The argument that he was not thinking, and acted as an automaton (a valid and complete defence), appears in the SCA decision, as follows (at [48]):

‘The argument appears to have been that in the circumstances that prevailed, the accused may well have fired without thinking of the consequences of his actions.’

The court goes on to immediately exclude the claim based on the accused’s own version (at [50]-[51]). Something critical to the SCA judgement which is not sufficiently appreciated is that the court observed (at [49]): ‘… he fired four shots through the door. And he never offered an acceptable explanation for having done so.’ Quite simply, the accused did not coherently raise a defence to the effect that his mind was not capable of rational thought at the critical time.

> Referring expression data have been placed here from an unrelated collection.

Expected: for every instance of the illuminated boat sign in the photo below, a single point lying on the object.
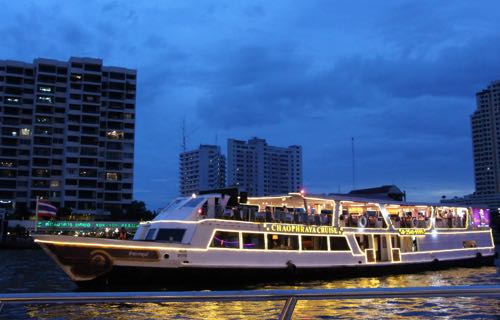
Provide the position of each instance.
(411, 232)
(296, 228)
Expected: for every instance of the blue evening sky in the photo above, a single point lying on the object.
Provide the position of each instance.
(398, 76)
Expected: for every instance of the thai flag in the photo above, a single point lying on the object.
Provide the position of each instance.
(46, 209)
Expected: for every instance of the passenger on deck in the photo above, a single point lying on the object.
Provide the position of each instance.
(236, 213)
(228, 213)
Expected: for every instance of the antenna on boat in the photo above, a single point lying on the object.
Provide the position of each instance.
(185, 135)
(353, 165)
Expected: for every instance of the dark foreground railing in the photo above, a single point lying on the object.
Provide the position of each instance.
(289, 296)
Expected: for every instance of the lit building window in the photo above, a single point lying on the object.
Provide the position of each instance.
(44, 89)
(6, 163)
(13, 100)
(116, 135)
(112, 176)
(45, 99)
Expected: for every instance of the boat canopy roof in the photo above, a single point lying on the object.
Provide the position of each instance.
(297, 199)
(184, 208)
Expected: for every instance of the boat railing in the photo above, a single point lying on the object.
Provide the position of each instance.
(290, 297)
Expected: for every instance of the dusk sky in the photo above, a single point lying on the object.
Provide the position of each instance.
(399, 76)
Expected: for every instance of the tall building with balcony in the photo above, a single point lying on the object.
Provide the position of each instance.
(67, 134)
(202, 169)
(485, 138)
(485, 123)
(261, 169)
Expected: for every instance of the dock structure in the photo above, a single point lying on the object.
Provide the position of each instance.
(290, 297)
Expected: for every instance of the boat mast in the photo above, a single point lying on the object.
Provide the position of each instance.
(353, 165)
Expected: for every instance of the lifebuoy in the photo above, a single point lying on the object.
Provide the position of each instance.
(362, 221)
(291, 267)
(414, 222)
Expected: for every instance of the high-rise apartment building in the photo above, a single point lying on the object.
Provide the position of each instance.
(67, 134)
(485, 123)
(261, 169)
(485, 138)
(202, 169)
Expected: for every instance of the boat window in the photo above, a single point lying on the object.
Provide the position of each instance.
(224, 239)
(339, 244)
(253, 241)
(150, 235)
(451, 217)
(173, 204)
(314, 243)
(170, 235)
(282, 242)
(363, 241)
(193, 202)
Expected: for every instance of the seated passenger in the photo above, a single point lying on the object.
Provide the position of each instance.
(228, 213)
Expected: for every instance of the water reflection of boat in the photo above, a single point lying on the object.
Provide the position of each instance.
(212, 238)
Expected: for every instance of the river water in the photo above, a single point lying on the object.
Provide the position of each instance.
(32, 271)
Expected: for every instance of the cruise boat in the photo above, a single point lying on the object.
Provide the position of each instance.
(216, 238)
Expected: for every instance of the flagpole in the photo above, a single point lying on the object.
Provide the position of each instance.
(36, 212)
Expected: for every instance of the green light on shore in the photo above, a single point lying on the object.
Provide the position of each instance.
(85, 225)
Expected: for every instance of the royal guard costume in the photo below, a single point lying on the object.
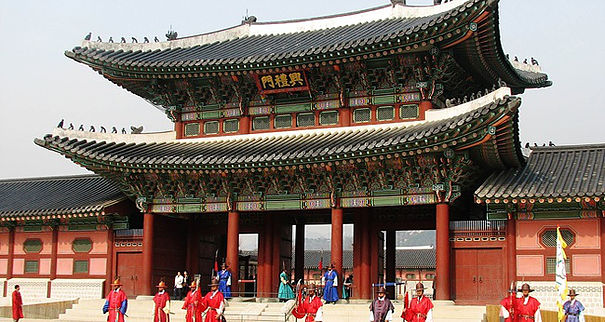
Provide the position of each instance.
(330, 279)
(312, 306)
(573, 309)
(17, 304)
(116, 303)
(216, 303)
(224, 276)
(161, 302)
(527, 308)
(381, 309)
(194, 304)
(420, 309)
(507, 305)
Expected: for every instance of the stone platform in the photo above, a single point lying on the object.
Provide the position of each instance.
(140, 310)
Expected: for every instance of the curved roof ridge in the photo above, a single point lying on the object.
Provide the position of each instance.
(557, 148)
(58, 177)
(285, 26)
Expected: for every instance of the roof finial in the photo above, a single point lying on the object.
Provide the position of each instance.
(248, 19)
(171, 34)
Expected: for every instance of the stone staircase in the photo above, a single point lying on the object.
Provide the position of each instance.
(140, 310)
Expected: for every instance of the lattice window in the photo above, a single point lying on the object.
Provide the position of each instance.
(211, 127)
(82, 245)
(283, 121)
(189, 116)
(305, 119)
(385, 113)
(328, 118)
(549, 237)
(408, 111)
(81, 266)
(551, 265)
(32, 246)
(260, 123)
(32, 266)
(230, 126)
(362, 115)
(192, 129)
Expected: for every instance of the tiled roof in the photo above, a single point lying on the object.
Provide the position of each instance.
(83, 194)
(551, 172)
(405, 258)
(252, 49)
(281, 44)
(284, 148)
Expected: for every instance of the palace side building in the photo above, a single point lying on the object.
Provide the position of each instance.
(391, 118)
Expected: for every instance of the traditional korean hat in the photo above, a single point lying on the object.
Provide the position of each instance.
(116, 282)
(525, 286)
(214, 282)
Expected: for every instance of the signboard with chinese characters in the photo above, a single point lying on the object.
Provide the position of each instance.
(290, 81)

As to the suggestion that he was thinking, but had, been mistaken, or confused, and so, not thinking properly, his claim — technically known as the defence of putative private defence (another valid and complete defence) — was that he had fired in the mistaken belief that he was entitled to use lethal force. The SCA noted that the claim relies on the ability of an accused to think rationally, but that, if that is the case, again, both his own version (at [52]-[54]) and his failure to explain himself properly (or at all) precluded a successful claim to this defence. Again, the court’s sentiments on the accused’s veracity and honesty are worth noting (at [53] emphasis added):

‘The immediate difficulty that I have with the accused’s reliance upon putative private defence is that when he testified, he stated that he had not intended to shoot the person whom he felt was an intruder. This immediately placed himself beyond the ambit of the defence, although as I have said, his evidence is so contradictory that one does just not know his true explanation for firing the weapon. …

This constituted prima facie proof that the accused did not entertain an honest and genuine belief that he was acting lawfully, which was in no way disturbed by his vacillating and untruthful evidence in regard to his state of mind when he fired his weapon.’

In the circumstances Pistorius contradicted himself, claiming, at one point that he was thinking, at another, that he was not — and in doing so, he made it clear that he was lying on both accounts. That left only one possible conclusion: that he intended to kill whoever was in the toilet well knowing that he was not entitled to. This, in law, is murder.